Understanding these psychological dynamics can help empathetic individuals protect themselves from harmful relationships. By recognising the signs and understanding their own vulnerabilities, empaths can make healthier choices and cultivate more balanced, fulfilling relationships.
[1] L. S. Kernberg, "Borderline Conditions and Pathological Narcissism," Jason Aronson Inc., 1975. [2] S. Kohut, "The Analysis of the Self," International Universities Press, 1971. [3] H. Kohut, "The Restoration of the Self," International Universities Press, 1977. [4] J. G. Blum, "Narcissistic Personality Disorder: Diagnostic and Clinical Challenges," American Journal of Psychiatry, vol. 166, no. 11, 2009, pp. 1257-1264. [5] D. G. Johnson, "Narcissistic Personality Disorder: A Review," Journal of Personality Disorders, vol. 26, no. 2, 2012, pp. 131-146. [6] P. McBride, "The Fawn: A Trauma Response," Psychology Today, 2018, [online] Available at: https://www.psychologytoday.com/us/blog/the-complexity-trauma/201805/the-fawn-trauma-response [Accessed 15 March 2023]. [7] J. Trahan, "The People-Pleaser Effect: How Saying Yes Can Wreck Your Life," TarcherPerigee, 2017. [8] S. Kernberg, "Object Relations Theory and Clinical Psychoanalysis," Jason Aronson Inc., 1976.
- Empaths' innate love for intimacy and ability to understand others often leads them to be attracted to individuals with Narcissistic Personality Disorder (NPD), creating an emotional dynamic of manipulation and control.

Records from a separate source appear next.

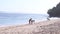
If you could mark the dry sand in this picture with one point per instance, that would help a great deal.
(43, 27)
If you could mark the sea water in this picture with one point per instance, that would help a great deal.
(18, 19)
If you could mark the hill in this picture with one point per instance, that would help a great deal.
(43, 27)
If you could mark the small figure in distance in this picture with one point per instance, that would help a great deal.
(48, 18)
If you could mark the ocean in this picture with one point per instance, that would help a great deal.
(19, 19)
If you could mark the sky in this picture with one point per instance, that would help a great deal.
(27, 6)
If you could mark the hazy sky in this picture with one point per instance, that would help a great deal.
(27, 6)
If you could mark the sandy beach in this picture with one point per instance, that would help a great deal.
(43, 27)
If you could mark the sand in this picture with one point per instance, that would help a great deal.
(42, 27)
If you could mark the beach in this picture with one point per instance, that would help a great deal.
(43, 27)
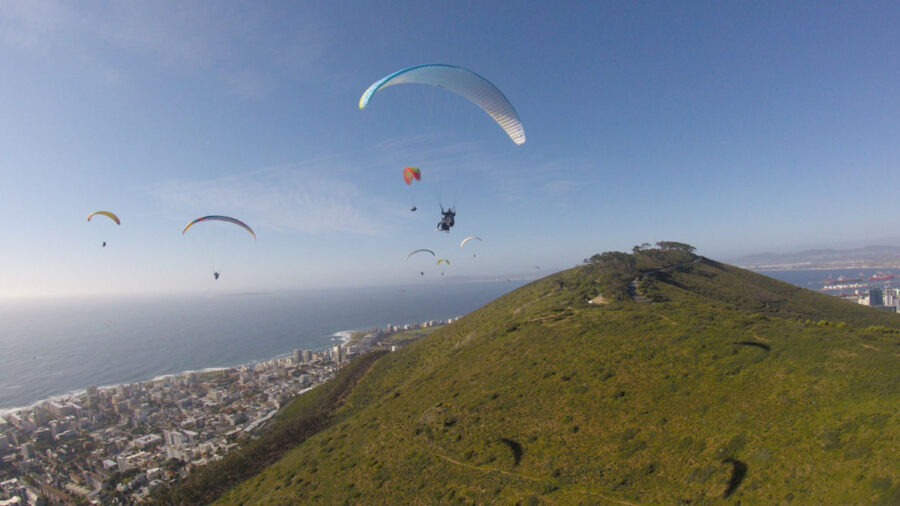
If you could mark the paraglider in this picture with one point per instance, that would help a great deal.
(411, 253)
(411, 173)
(467, 239)
(464, 83)
(447, 219)
(220, 218)
(107, 214)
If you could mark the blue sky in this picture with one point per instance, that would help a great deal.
(737, 127)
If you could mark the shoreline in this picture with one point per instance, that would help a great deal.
(344, 336)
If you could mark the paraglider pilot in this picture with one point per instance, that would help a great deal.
(447, 219)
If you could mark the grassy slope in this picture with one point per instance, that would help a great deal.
(542, 398)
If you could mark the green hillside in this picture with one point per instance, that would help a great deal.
(694, 382)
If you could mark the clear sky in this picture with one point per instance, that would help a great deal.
(738, 127)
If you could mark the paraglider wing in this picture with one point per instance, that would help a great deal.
(107, 214)
(420, 251)
(411, 173)
(220, 218)
(467, 239)
(464, 83)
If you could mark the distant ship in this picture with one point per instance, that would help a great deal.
(840, 279)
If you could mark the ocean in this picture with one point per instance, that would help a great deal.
(52, 347)
(816, 279)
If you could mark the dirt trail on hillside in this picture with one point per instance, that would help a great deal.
(632, 287)
(435, 451)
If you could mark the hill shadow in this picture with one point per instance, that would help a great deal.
(738, 472)
(515, 447)
(754, 343)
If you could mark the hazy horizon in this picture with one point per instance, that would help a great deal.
(737, 128)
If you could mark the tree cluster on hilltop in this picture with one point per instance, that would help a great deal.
(619, 269)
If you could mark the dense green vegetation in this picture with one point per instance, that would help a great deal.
(721, 386)
(303, 417)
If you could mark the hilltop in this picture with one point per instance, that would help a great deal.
(693, 382)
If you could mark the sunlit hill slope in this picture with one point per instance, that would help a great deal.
(689, 382)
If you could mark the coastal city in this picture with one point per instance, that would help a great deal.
(117, 445)
(878, 290)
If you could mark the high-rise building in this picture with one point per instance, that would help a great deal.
(875, 297)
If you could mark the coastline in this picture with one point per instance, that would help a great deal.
(343, 335)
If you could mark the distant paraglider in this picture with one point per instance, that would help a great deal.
(220, 218)
(410, 174)
(464, 83)
(107, 214)
(411, 253)
(467, 239)
(448, 219)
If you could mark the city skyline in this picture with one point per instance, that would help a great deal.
(735, 128)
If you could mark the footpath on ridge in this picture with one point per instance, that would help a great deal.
(633, 286)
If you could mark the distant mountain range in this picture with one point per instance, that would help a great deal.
(647, 378)
(866, 257)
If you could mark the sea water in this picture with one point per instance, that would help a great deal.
(50, 347)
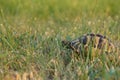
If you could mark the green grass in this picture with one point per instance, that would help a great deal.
(31, 32)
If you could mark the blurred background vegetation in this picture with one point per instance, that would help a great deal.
(26, 28)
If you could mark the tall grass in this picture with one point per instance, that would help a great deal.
(31, 32)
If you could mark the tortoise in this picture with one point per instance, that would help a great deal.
(96, 43)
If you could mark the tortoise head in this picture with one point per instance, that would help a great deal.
(66, 44)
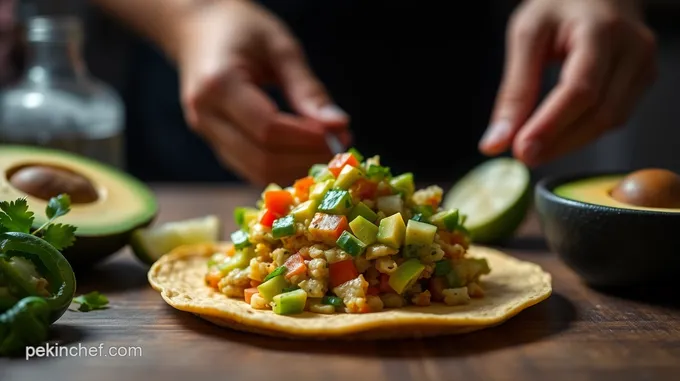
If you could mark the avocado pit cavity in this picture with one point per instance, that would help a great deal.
(45, 181)
(652, 188)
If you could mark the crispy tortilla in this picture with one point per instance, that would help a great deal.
(512, 286)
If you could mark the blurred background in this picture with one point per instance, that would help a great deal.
(147, 84)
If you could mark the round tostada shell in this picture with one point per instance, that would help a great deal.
(512, 286)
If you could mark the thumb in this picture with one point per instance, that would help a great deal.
(527, 45)
(305, 92)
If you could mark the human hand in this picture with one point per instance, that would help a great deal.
(227, 50)
(609, 60)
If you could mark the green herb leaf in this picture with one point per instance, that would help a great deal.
(15, 216)
(92, 301)
(60, 236)
(58, 206)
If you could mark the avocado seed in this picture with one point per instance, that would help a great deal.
(652, 188)
(45, 182)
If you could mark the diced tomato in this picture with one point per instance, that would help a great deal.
(364, 188)
(340, 160)
(278, 201)
(295, 265)
(248, 294)
(302, 188)
(268, 218)
(213, 278)
(341, 272)
(385, 284)
(327, 227)
(436, 286)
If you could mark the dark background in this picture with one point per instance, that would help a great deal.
(462, 43)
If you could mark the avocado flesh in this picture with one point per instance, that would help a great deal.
(103, 226)
(596, 190)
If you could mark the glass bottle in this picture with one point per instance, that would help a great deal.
(57, 103)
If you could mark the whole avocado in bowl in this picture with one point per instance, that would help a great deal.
(107, 204)
(614, 229)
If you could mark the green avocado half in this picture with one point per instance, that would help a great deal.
(107, 204)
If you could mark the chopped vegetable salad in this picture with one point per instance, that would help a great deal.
(350, 237)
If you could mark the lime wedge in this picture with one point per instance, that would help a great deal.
(495, 196)
(149, 244)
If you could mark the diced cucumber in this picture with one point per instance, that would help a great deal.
(446, 219)
(348, 175)
(419, 233)
(404, 183)
(269, 289)
(351, 244)
(320, 189)
(305, 210)
(405, 275)
(290, 303)
(362, 210)
(364, 230)
(390, 204)
(336, 201)
(391, 231)
(283, 227)
(240, 239)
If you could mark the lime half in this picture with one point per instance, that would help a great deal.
(495, 197)
(149, 244)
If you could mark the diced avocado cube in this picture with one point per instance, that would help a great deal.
(390, 204)
(391, 231)
(446, 219)
(419, 233)
(316, 169)
(283, 227)
(290, 303)
(362, 210)
(348, 175)
(364, 230)
(269, 289)
(305, 210)
(351, 244)
(239, 260)
(336, 201)
(240, 239)
(405, 275)
(320, 189)
(404, 183)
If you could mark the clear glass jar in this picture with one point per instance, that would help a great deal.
(57, 103)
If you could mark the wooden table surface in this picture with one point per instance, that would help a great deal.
(577, 334)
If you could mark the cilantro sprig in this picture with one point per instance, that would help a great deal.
(16, 217)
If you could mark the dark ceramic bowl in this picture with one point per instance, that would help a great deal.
(609, 246)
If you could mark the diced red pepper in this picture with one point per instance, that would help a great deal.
(295, 265)
(268, 218)
(248, 294)
(278, 201)
(327, 227)
(302, 186)
(340, 160)
(364, 188)
(385, 284)
(341, 272)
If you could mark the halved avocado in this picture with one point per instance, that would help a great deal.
(107, 204)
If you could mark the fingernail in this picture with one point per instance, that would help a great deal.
(331, 112)
(497, 132)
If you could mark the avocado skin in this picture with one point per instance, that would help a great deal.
(609, 247)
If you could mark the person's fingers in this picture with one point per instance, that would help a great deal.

- The confidence and charm displayed by narcissists are initially attractive to empaths, but this attraction can quickly turn into a struggle for emotional well-being, as narcissists lack empathy and focus primarily on their own needs.
- Networking with individuals with NPD can be detrimental to an empath's mental health and relationships, as narcissists are skilled at exploiting their kindness and positive qualities for validation and control.
- In the realm of relationships, empaths may experience a strong attraction and chemistry with narcissists due to their emotional depth, which narcissists seek to exploit.
- Therapy and education-and-self-development can provide empaths with the tools they need to recognize and avoid harmful relationships with individuals exhibiting narcissistic traits.
- A lack of boundaries and an inclination towards pleasing others (known as the "Fawn Response") can make empaths particularly vulnerable to exploitation by narcissists.
- Health-and-wellness individuals can benefit from understanding the impact of narcissistic relationships on personal growth and lifestyle, in order to make healthier choices and cultivate more balanced, fulfilling relationships.
- While not every individual with confidence issues or a selfie addiction will have NPD, recognizing the signs of narcissistic traits is essential for empaths to protect themselves from harmful relationships.
- By fostering self-awareness and understanding their own vulnerabilities, empaths can empower themselves to create emotionally balanced, satisfying relationships, free from the manipulation and control often found in narcissistic relationships.